The Interstate Medical Licensure Compact exists to ease exactly this. Adoption has spread to the large majority of states, which means the holdouts are increasingly conspicuous — and increasingly hard to defend.
PLG's view: licensure portability is not a convenience for physicians, it is access for patients. Care should follow the patient, not the state line. We work on the compact, on telehealth licensure, and on the credentialing reforms that let physicians practice where they're actually needed, rather than where a decades-old map says they may.
Conrad 30: The Waiver Program Hiding in Plain Sight
The Conrad 30 program lets each state place up to 30 international medical graduates in underserved areas every year by waiving the requirement that they return home after training. It is one of the most direct tools states have for filling shortage gaps — and many states leave slots on the table.
That is the part worth sitting with. In the states that need physicians most, the waiver capacity often goes unused, not because demand is missing but because the placement infrastructure, employer awareness, and administrative follow-through are thin.

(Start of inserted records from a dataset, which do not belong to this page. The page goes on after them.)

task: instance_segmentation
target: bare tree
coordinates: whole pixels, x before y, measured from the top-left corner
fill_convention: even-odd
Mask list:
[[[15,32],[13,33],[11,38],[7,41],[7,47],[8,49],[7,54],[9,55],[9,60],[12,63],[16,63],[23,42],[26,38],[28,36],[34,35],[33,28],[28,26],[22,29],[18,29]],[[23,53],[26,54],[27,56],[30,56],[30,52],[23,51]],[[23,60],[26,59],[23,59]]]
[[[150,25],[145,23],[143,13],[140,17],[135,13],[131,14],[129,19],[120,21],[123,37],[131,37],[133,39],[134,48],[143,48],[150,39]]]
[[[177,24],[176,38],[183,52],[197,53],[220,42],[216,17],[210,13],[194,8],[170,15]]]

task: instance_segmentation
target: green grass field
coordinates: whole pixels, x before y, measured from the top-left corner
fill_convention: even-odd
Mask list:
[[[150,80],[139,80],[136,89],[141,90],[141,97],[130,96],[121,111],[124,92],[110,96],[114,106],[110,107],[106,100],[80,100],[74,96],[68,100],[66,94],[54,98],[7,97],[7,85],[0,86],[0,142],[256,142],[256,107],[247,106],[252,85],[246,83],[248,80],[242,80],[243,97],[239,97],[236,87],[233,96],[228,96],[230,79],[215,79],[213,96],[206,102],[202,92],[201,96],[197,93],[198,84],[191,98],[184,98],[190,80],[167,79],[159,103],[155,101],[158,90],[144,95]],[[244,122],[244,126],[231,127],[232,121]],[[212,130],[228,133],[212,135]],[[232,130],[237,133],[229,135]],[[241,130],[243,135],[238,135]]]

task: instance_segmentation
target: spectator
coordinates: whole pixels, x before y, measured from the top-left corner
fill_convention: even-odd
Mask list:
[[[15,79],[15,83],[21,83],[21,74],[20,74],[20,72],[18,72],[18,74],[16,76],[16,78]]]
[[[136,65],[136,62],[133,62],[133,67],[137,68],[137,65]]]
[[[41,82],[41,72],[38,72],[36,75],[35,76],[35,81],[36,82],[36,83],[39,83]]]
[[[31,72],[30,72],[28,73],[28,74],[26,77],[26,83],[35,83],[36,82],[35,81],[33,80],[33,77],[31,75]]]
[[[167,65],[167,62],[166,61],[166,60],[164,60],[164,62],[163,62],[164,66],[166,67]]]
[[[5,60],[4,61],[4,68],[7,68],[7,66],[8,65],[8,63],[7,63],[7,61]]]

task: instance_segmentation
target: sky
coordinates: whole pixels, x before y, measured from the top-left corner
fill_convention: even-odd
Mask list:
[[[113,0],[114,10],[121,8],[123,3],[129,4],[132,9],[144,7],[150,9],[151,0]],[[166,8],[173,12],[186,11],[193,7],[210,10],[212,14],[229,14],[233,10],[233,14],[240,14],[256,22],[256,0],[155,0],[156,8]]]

There is a live policy conversation about expanding Conrad 30 beyond the current per-state cap, and it deserves more attention than it gets. But expansion only matters if states use what they already have.
PLG's position is straightforward: before lobbying for more slots, IMG-dependent states should be measured on how many of their existing slots they actually fill. The first reform is execution. We help physicians, employers, and policymakers understand where the waiver fits, where it stalls, and how to move a placement from eligible to working.
The Supply Side Nobody Is Funding
Every conversation about the healthcare shortage eventually circles back to demand — aging patients, more chronic disease, longer waits. Almost none of it addresses supply. Physicians are the supply side of American healthcare, and the country is not producing or retaining enough of them.
The numbers are not subtle. Residency slots have grown far more slowly than the population that needs care, and rural counties have been designated Health Professional Shortage Areas for years without meaningful relief. Throwing telehealth at the problem helps at the margins. It does not manufacture clinicians.
What works is policy that expands the pipeline: more residency funding, smarter use of international medical graduates, and licensure pathways that don't strand qualified physicians in bureaucratic limbo. These are not abstractions. They are levers, and most of them sit in state legislatures right now.
PLG works on the supply side. We track the bills, the slot allocations, and the waiver programs that determine whether a shortage county gets a physician next year or waits another decade. If your organization's future depends on having enough doctors, the policy fight is your fight too.